Turning now to substance, the underlying intention behind the amendment is unnecessary and undesirable. First, under the Bill as drafted, a certificate will be available only where the claim has been fully considered and rejected. If it is found to be a valid claim, asylum or exceptional leave will be granted despite the circumstances in which the claim was submitted. But, if the claim is not well-founded, the fact that it was submitted only after refusal of leave to enter or after a court has recommended deportation will almost invariably justify a certificate. As I have already said, we expect that a genuine refugee would apply for asylum at the earliest opportunity. We need to send a clear signal that abuse of the asylum procedures in order to frustrate enforcement of our immigration laws will be met robustly.

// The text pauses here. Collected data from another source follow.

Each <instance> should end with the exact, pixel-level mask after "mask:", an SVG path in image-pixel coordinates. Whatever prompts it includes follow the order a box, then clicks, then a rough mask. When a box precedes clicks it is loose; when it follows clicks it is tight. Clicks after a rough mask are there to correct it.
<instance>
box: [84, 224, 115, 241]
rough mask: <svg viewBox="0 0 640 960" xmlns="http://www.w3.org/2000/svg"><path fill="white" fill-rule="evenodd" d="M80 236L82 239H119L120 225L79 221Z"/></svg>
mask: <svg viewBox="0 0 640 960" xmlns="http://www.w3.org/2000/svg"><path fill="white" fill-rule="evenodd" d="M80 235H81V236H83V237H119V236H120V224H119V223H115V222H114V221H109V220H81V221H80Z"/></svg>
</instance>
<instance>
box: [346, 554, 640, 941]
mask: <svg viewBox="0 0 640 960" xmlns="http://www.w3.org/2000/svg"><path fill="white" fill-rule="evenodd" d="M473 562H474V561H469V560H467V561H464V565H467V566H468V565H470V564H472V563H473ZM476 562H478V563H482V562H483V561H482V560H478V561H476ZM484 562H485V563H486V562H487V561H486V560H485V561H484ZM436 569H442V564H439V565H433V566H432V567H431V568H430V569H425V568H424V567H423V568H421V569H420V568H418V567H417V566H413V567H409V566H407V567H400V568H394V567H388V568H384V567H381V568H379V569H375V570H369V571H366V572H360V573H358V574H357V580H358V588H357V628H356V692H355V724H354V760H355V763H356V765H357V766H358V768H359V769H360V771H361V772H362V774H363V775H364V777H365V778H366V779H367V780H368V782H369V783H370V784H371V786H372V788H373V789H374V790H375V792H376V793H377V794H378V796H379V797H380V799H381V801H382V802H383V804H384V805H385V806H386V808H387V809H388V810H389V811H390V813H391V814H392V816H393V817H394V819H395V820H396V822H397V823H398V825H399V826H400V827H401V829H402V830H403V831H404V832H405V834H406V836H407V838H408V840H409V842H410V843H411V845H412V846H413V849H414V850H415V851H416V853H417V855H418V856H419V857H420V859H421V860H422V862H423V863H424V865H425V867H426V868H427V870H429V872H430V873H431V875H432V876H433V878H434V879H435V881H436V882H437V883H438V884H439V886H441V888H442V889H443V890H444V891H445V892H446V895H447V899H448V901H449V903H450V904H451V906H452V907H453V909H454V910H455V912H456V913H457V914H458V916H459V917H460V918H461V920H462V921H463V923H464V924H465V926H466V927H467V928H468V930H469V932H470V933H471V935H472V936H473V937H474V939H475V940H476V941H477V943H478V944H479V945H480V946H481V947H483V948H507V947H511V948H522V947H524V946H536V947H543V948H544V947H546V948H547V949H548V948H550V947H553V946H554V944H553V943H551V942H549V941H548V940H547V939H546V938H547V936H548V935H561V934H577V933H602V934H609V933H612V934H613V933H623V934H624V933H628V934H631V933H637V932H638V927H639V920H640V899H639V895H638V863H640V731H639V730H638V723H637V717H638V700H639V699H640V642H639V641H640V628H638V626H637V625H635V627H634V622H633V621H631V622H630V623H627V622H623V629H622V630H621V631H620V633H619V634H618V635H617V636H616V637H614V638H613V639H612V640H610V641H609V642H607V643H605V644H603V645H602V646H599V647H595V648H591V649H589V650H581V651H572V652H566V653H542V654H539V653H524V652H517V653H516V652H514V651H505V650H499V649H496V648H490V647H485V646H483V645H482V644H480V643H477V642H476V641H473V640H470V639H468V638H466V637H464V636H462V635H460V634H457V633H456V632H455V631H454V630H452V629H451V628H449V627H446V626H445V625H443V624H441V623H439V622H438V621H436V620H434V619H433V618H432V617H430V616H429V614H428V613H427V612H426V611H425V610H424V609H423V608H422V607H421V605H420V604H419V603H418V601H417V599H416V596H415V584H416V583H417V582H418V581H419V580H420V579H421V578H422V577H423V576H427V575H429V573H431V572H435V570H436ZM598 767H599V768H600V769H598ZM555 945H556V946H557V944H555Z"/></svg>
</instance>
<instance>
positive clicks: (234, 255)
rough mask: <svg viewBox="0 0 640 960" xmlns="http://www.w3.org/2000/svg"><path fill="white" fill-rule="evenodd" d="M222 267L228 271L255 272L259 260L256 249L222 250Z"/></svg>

Sub-paragraph (5)(c)(i) affects only people who have attempted unsuccessfully to enter the country, have been found not to meet the requirements of our immigration rules and make an asylum claim to fend off the enforcement of those rules. I do not believe that we should insert into the Bill an open invitation to late applicants to provide excuses for their failure to claim earlier. Many would seek to do so. This would unnecessarily complicate the handling of cases. And most importantly, it would blunt the deterrent message we are trying to send; namely the message that blatantly abusive claims will be dealt with robustly.

Sub-paragraphs (4) and (5) address growing forms of abuse of our asylum procedures. That is an area of abuse and must be recognised as such. These amendments are undesirable for the reasons I have given. They will not address those incidents of abuse and therefore not only is Amendment No. 16 defective but it is not acceptable to me on behalf of the Government.